A door flew open at that, and a guest, stripped to the waist and clutching a towel before his mouth, ordered, “Tell Belgadt he’d best get a dozen doctors out here at once! Tell him I’ll sue for this!”
“Make the call, Harder,” Belgadt ordered weakly as he topped the stairs, his face ashen, just before his stomach emptied upon the landing.
Harder slammed his lamp onto the marble-topped table in the downstairs hallway and madly tapped the telephone’s cradle. “Operator . . . Operator!” He swore, then tried again.
“Is someone coming?” Joshua demanded from behind him, not sorry that the contents of the bowl he carried slopped onto Harder’s livery and shoe.

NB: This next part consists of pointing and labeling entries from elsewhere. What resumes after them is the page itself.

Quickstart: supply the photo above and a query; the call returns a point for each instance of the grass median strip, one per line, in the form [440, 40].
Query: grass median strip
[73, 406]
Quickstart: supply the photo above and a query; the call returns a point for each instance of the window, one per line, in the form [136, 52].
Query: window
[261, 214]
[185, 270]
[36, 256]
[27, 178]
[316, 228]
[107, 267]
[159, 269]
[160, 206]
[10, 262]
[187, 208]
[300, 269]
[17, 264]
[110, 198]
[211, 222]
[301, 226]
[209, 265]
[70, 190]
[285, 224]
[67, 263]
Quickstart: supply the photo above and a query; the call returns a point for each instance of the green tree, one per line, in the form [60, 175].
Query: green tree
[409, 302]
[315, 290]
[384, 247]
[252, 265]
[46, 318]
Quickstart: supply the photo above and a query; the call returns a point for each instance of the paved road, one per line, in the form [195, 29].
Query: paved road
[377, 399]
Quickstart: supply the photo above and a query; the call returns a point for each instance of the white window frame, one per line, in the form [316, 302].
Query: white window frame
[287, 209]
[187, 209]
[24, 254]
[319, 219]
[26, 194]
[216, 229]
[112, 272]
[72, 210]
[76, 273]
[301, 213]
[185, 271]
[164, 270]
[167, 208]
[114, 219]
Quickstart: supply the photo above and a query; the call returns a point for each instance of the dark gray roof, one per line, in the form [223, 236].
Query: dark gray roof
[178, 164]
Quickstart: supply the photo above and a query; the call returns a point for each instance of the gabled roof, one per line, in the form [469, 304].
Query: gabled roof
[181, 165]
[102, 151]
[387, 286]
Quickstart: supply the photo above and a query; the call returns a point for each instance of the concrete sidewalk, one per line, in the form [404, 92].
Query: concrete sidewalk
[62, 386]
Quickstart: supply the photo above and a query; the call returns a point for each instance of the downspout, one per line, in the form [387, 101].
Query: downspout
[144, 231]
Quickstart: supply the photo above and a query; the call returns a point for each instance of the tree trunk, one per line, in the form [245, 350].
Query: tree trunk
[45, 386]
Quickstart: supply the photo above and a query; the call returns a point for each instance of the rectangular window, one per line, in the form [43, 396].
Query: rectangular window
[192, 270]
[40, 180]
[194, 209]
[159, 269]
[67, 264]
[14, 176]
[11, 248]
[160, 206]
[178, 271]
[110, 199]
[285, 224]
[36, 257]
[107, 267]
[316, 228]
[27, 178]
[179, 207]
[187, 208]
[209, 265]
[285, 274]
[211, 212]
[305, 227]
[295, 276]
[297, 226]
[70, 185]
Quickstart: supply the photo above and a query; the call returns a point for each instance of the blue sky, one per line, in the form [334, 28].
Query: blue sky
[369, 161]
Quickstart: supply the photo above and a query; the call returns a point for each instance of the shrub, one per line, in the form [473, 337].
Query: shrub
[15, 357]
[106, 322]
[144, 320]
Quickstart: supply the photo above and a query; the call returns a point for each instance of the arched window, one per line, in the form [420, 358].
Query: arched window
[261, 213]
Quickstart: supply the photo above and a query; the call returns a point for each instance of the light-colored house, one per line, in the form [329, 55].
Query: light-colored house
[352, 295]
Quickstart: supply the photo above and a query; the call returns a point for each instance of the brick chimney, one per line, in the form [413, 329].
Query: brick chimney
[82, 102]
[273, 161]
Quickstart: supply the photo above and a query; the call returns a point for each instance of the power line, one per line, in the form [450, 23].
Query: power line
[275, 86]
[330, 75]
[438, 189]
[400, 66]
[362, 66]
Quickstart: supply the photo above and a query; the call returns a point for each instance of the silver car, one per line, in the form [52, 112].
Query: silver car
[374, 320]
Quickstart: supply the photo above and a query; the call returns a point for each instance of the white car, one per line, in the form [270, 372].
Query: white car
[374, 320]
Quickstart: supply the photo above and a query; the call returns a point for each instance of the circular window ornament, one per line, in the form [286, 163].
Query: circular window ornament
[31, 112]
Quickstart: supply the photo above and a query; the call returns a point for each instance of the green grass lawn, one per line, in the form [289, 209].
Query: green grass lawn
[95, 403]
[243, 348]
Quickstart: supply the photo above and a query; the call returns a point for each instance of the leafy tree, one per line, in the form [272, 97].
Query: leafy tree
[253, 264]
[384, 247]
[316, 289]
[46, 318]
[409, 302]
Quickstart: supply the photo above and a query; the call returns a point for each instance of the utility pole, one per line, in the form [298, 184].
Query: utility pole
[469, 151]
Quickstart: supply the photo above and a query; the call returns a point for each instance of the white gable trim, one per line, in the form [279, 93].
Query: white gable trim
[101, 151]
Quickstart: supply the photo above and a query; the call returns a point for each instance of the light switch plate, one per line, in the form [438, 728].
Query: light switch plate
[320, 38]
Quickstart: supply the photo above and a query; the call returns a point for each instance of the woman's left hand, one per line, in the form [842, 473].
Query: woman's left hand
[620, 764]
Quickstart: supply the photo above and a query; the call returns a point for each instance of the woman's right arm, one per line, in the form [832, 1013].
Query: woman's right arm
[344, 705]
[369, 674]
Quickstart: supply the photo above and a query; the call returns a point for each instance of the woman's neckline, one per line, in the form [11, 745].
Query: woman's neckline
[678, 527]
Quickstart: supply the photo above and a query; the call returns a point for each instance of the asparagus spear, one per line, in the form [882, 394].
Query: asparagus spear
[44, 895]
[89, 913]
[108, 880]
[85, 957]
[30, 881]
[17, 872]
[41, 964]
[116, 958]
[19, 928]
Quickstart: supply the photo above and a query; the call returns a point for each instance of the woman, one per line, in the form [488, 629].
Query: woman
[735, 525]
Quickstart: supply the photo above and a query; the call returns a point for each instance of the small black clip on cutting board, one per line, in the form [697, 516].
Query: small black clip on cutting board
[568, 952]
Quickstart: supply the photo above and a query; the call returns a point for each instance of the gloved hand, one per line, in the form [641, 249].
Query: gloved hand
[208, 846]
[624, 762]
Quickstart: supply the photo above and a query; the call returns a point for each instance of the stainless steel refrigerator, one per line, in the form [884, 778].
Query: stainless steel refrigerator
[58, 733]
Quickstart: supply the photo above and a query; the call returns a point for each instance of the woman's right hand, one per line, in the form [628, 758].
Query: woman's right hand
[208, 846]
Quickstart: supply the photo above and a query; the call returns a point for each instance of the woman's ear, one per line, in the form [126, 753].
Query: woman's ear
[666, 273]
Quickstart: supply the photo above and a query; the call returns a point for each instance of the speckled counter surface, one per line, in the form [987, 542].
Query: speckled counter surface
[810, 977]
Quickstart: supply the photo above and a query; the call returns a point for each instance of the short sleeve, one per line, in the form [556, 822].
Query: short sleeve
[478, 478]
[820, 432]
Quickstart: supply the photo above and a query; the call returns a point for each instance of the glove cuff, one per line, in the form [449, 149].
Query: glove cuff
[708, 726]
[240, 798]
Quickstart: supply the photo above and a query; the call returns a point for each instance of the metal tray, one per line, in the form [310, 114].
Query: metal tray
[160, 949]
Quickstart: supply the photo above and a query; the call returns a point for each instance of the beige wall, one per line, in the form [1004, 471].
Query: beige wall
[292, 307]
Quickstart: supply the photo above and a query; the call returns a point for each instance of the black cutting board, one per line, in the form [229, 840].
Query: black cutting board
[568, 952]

“The lines are down!” Harder raked his hands through his hair, not seeming to notice that he reeked. “Do the best you can. I’ll get the groom and send him for a doctor.”
“I just saw him below stairs. He’s down with it too—must have sampled the feast. Where’s the rest of your staff, man? We can’t manage alone!” Joshua challenged, barely able to hide his glee.
Harder looked desperately from Joshua to the front door and back.
“I’ll have to go for the doctor myself. I’ll bring the women to help you.” He swore beneath his breath. “At least the swells’ll die smiling.”
Maureen had searched Belgadt’s room during the first course. Finding no ledgers, no safe, no secret panels, and no women, she’d visited two of the guest bedchambers during toasts and Harder’s room after cutting the trunk and telephone wires coming in through the attic.
As the men took to their rooms, groaning and swearing, she waited silently in the small storage room beneath the stairs, the door barely cracked to let her observe the comings and goings of all who passed through the open hallway.
She never moved until Harder had thrown the telephone receiver against its cradle and, taking up his lamp, pushed open his employer’s study door. She shadowed Harder, just out of the lamp’s range, and crouched behind an overstuffed leather chair, watching him fumble before the fireplace. Awkwardly, he turned the right andiron. A single bookcase slid smoothly open behind another. Harder passed through, turned, and raised his hand somewhere beyond Maureen’s line of vision. Less than a moment passed before the bookcase slid back into place.
Holding her breath and a flashlight, Maureen searched the bookcase for a seam, a sign of the hidden door. There was none.
Having no idea how long before Harder might reappear or if she’d have warning, Maureen searched the drawers of Belgadt’s desk. The very fact that not one drawer was locked convinced her that she’d find nothing incriminating. But she paid special attention to the dimensions and depth of each drawer, in search of secret compartments, as Curtis had instructed her. She ran her hands along the backs, seats, and bottoms of his chairs, along the chair rail that ran round the room. She was halfway through reading the spines of his books upon the shelves when she heard the shuffling of feet beyond the bookcase. As the bookcase opened, Maureen clicked off her flashlight and slid beneath the desk.